According to DVAC, from February of 2020 to 2021, hotline calls jumped by 188%. In April, numbers rose by 38%.
“We’re seeing texts and chats 24 hours a day and telephone calls during the workday and workweek,” Domestic Violence Action Center executive director.
Former Miss Hawaii USA, Juliet Lighter-Kamm, knows first hand what these victims are dealing with.
“I was in multiple abusive relationships. And like I said, I’ve experienced every type of abuse that you can imagine,” said Juliet Lighter-Kamm, founder of Women Speaking Out.
She does not just mean that in a physical sense. Lighter-Kamm experienced verbal and emotional abuse too.
According to the Hawaii Department of Health, nearly one in five middle school students experience physical dating violence. To combat those numbers, the Honolulu Police Department added two victim-witness counselors to their domestic violence task force in 2020.
As a survivor, Lighter-Kamm says victim resources can be life-changing, but before getting help comes recognition.

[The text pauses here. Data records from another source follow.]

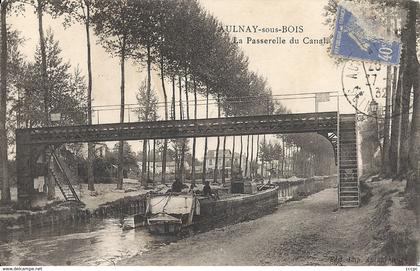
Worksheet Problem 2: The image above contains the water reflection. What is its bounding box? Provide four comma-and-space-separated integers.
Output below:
0, 217, 178, 265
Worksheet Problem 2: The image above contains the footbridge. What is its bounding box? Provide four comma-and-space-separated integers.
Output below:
16, 112, 360, 208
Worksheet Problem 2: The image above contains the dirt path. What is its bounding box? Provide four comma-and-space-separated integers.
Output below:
118, 189, 373, 265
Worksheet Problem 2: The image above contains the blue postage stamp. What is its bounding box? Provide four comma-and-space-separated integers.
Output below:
331, 5, 401, 65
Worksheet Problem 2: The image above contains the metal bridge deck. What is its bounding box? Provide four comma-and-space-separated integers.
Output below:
16, 112, 344, 144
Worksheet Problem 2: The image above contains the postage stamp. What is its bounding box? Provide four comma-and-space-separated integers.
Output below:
331, 5, 401, 65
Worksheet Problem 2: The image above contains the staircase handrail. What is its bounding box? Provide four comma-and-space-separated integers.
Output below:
51, 150, 80, 201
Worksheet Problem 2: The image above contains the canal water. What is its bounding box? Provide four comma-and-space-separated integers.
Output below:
0, 217, 179, 265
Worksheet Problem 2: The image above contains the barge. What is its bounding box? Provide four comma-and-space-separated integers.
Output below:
134, 188, 278, 234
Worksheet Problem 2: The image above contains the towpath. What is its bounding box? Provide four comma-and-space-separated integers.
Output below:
118, 189, 374, 265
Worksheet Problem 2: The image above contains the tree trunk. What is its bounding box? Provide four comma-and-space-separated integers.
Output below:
399, 1, 418, 175
213, 93, 220, 185
147, 140, 151, 185
191, 77, 197, 187
230, 136, 236, 178
261, 135, 266, 178
152, 139, 156, 185
160, 55, 169, 184
281, 136, 286, 178
37, 0, 55, 199
178, 75, 185, 182
84, 0, 95, 191
222, 136, 226, 184
255, 135, 260, 177
245, 135, 249, 177
0, 1, 11, 204
172, 75, 176, 120
201, 86, 209, 184
117, 37, 126, 189
141, 139, 149, 186
239, 136, 244, 175
249, 135, 254, 180
407, 1, 420, 172
381, 66, 392, 176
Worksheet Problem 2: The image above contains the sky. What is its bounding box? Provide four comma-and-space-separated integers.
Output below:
9, 0, 351, 156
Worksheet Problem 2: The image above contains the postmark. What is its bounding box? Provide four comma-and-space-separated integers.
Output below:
331, 5, 401, 65
331, 2, 409, 119
341, 61, 413, 119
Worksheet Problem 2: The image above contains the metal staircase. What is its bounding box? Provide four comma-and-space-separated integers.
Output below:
338, 115, 360, 208
49, 150, 80, 201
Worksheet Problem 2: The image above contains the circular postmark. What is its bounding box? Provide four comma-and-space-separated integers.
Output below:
341, 60, 413, 122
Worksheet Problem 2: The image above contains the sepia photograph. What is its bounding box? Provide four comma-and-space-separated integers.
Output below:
0, 0, 420, 271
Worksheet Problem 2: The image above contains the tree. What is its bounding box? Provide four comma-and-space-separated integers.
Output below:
0, 1, 11, 203
14, 31, 87, 128
92, 0, 138, 189
51, 0, 95, 191
136, 80, 158, 185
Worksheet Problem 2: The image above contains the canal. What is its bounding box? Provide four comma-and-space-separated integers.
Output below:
0, 217, 179, 265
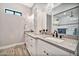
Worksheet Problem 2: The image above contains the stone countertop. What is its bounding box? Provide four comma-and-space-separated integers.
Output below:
26, 32, 78, 54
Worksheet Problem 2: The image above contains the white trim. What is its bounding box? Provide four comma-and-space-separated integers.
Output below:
0, 42, 25, 49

“If you’re dating someone, male or female, and they’re telling you what you should wear, what you shouldn’t wear, that’s a sign of control. If your partner doesn’t even allow you to have an opinion and doesn’t even allow you to share or really to talk to other people. That’s another big red flag,” said Lighter-Kamm.
“If they are exhibiting any red flags, exhibiting any signs, you should ask them questions. It’s a delicate conversation to have, but it’s a very important conversation to have,” Friedman said.